April 15 (Bloomberg) -- Yahoo! Inc. Chief Executive Officer Marissa Mayer was bailed out again by Alibaba Group Holding Ltd.
Alibaba, the Chinese e-commerce company that is planning to file for a U.S. initial public offering, posted a 66 percent sales surge for the last three months of 2013 and its fifth straight quarterly profit gain. That sent shares of Yahoo, which owns about 24 percent of Alibaba, soaring as much as 10 percent in extended trading after the company reported first-quarter earnings.
Yahoo itself had first-quarter sales, excluding revenue passed onto partner sites, of $1.09 billion, up from $1.07 billion a year earlier, the company said in a statement today. That compared with analysts’ average estimate of $1.08 billion, according to data compiled by Bloomberg, and was the first sales gain since late 2012. The company projected second-quarter revenue of $1.06 billion to $1.1 billion, in line with analysts’ average estimate of $1.08 billion.
Mayer, almost two years into her tenure, has revamped services and added content to attract users and the advertisers that follow them. That has helped the Sunnyvale, California-based company restore some growth to its core business, as investors have also bought into the stock to get a piece of Alibaba’s results.
“The Alibaba numbers were very, very strong,” said Brian Wieser, an analyst at Pivotal Research Group, who has the equivalent of a hold rating on the stock. “It’s certainly a very strong positive for Alibaba -- and for Yahoo.”
Yahoo shares rose to as high as $37.70 in extended trading, after increasing 2.3 percent to close at $34.21 in New York. The stock is down 15 percent so far this year.
For the first quarter, net income was $311.6 million, down from $390.3 million a year earlier, partly due to restructuring charges. Profit, minus items such as stock-based compensation, was 38 cents a share, while analysts had projected 37 cents a share.
Sales increased in the first quarter as both of Yahoo’s major advertising services expanded, the company said. Display revenue, which includes graphical ads on the home page, rose 2 percent, while search-based marketing sales jumped 9 percent. The company also continues to pour money into the business.
Total operating expenses rose 16 percent to $1.1 billion during the quarter.
“We believe we have moved from our core business being in decline to a point of stable to modest growth,” Mayer said on a conference call. “Our modest success this quarter is an important start.”
Mayer may soon no longer be able to rely on Alibaba to attract investors to Yahoo, as the e-commerce company prepares to file to go public in the U.S. Yahoo has long benefited from its stake in Alibaba, which goes back to a 2005 deal when the Web portal acquired a piece of the Chinese company for $1 billion.

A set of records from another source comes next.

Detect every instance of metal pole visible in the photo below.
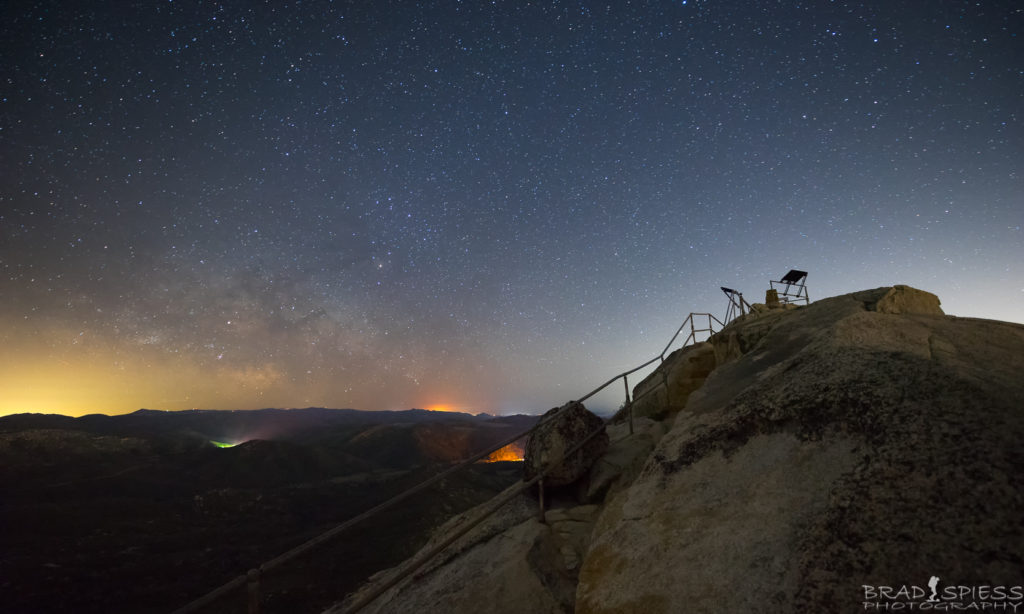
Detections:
[623,376,633,435]
[247,569,259,614]
[537,477,545,524]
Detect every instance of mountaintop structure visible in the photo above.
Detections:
[329,286,1024,614]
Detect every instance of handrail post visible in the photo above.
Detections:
[537,477,546,524]
[247,569,259,614]
[623,375,633,435]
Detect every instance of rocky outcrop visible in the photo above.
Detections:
[523,401,608,487]
[633,343,716,420]
[327,287,1024,614]
[577,289,1024,614]
[874,286,945,315]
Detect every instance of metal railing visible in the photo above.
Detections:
[173,313,725,614]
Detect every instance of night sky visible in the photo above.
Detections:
[0,0,1024,415]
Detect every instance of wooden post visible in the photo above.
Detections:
[247,569,259,614]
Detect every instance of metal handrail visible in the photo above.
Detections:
[172,312,724,614]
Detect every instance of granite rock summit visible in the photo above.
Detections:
[331,286,1024,614]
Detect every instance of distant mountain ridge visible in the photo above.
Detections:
[0,407,536,443]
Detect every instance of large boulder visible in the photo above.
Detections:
[575,288,1024,614]
[633,342,716,420]
[874,286,945,315]
[523,401,608,486]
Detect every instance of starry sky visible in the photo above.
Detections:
[0,0,1024,415]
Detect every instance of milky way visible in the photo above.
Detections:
[0,0,1024,414]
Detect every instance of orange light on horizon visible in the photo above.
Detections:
[481,443,525,463]
[426,403,458,411]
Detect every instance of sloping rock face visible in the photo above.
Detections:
[633,343,716,420]
[575,289,1024,614]
[327,287,1024,614]
[523,401,608,486]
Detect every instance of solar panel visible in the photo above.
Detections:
[780,269,807,283]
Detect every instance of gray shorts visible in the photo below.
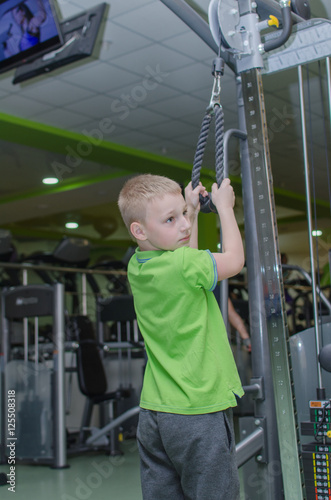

Yahoo is set to sell about 40 percent of its stake in Alibaba at the time of the company’s IPO and then can unload more shares in the future.
Optimism around Alibaba’s valuation helped spur an upgrade of Yahoo’s stock today by Ben Schachter, an analyst at Macquarie Securities USA Inc. The Chinese company could be valued at $160 billion to $180 billion at its IPO, he wrote in a note in which he raised Yahoo’s rating to the equivalent of a buy from a neutral after the shares pulled back recently.
“This is clearly a trading call not, in any way, a positive call on Yahoo’s core fundamentals,” Schachter wrote, putting the company’s price target at $40.
Mayer, after redesigning the company’s services, is adding more professional content to woo users. That’s included hiring high-profile journalists and executives. Earlier this month, the company said it would add a leading name in cosmetics, Bobbi Brown, to be its editor-in-chief of beauty coverage. Katie Couric recently joined to bolster Yahoo’s video efforts and former New York Times columnist David Pogue came aboard to lead technology coverage.
More professional content could be on the way. Yahoo is considering adding high-quality, longer-form video shows that would have multiple episodes, according to people with knowledge of the matter. That would come after striking deals to show other premium content, such as past episodes of “Saturday Night Live,” and backing some shorter-form programs, including Tom Hanks’s animated series “Electric City.”
Mayer said during the call that there would be a bigger focus on premium content for it video services. The spending should be in line with past years’ expenditures, she said.
In addition to video, another key area of focus for the company is mobile. Yahoo said today that it gets about 430 million users from mobile devices, making up more than half its audience.
The efforts come as the company improves its tools for advertising on its services. That includes a feature to help clients better target audiences and an advertising exchange that gives advertisers more tools to manage promotions.